Rev. Meeks is the first and only senior pastor of the church. He announced his plan to retire in June 2022. 

“I leave you. I’m out. Peace out. But I leave you in the hands of the Lord,” Rev. Meeks said during his sermon on Sunday. Chicago Mayor Lori Lightfoot, Rev. Jesse Jackson Sr., and several other dignitaries were on hand for the day of tribute.

“Pastor Meeks has done untold good not only here, but also in this community, our city, our state and our nation,” said Mayor Lightfoot from the pulpit. 

“James Meeks has been there for me in my toughest times, in my darkest moments. He has reached out and personally lifted me up,” Lightfoot shared, The Chicago Sun-Times reports.

From 2003 to 2013, Rev. Meeks served as a state senator and ran for mayor of Chicago twice. When he withdrew his candidacy for mayor in 2010, the reverend called on the city’s “divided” Black community to rally together and “speak with one voice” at the voting polls, theGrio reported citing The Associated Press.

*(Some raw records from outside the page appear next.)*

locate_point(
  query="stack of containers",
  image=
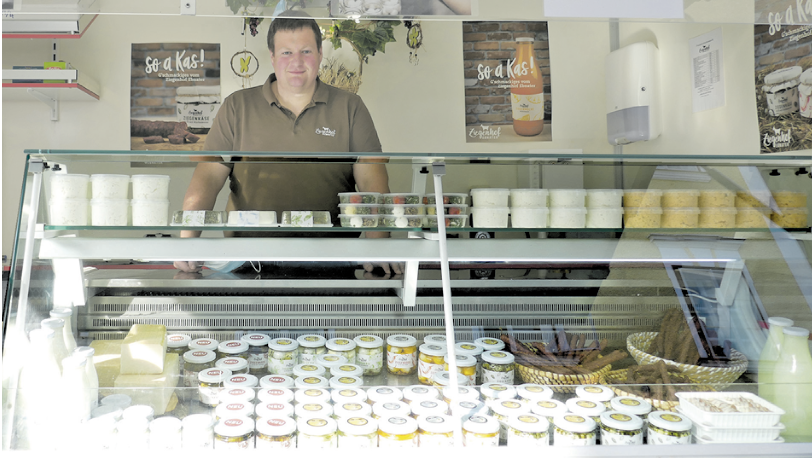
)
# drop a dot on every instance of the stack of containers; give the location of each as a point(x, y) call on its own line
point(68, 203)
point(568, 208)
point(109, 206)
point(604, 208)
point(528, 208)
point(150, 200)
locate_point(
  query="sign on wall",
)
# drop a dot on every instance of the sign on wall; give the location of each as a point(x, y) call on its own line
point(175, 94)
point(507, 82)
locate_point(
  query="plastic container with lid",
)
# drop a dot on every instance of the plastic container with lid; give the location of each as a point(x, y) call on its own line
point(397, 432)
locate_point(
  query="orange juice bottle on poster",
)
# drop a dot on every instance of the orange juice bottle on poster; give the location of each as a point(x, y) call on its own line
point(526, 90)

“My friends, I come before you today to say that our city — and our community — is divided,” Meeks said in a statement at the time. “As long as our community remains divided and splintered — to the specific advantage of the front-running, status quo candidates — we will never see things improve. We need to speak with one voice.”

Rev. Meeks reportedly plans to continue his work in religion and politics after stepping down from the pulpit. 

“I’m happy that we are able to celebrate him when he’s alive and well and can hear all the lives he has touched, especially mine,” said longtime church member Wendy Howard on Sunday, ABC News 7 reports.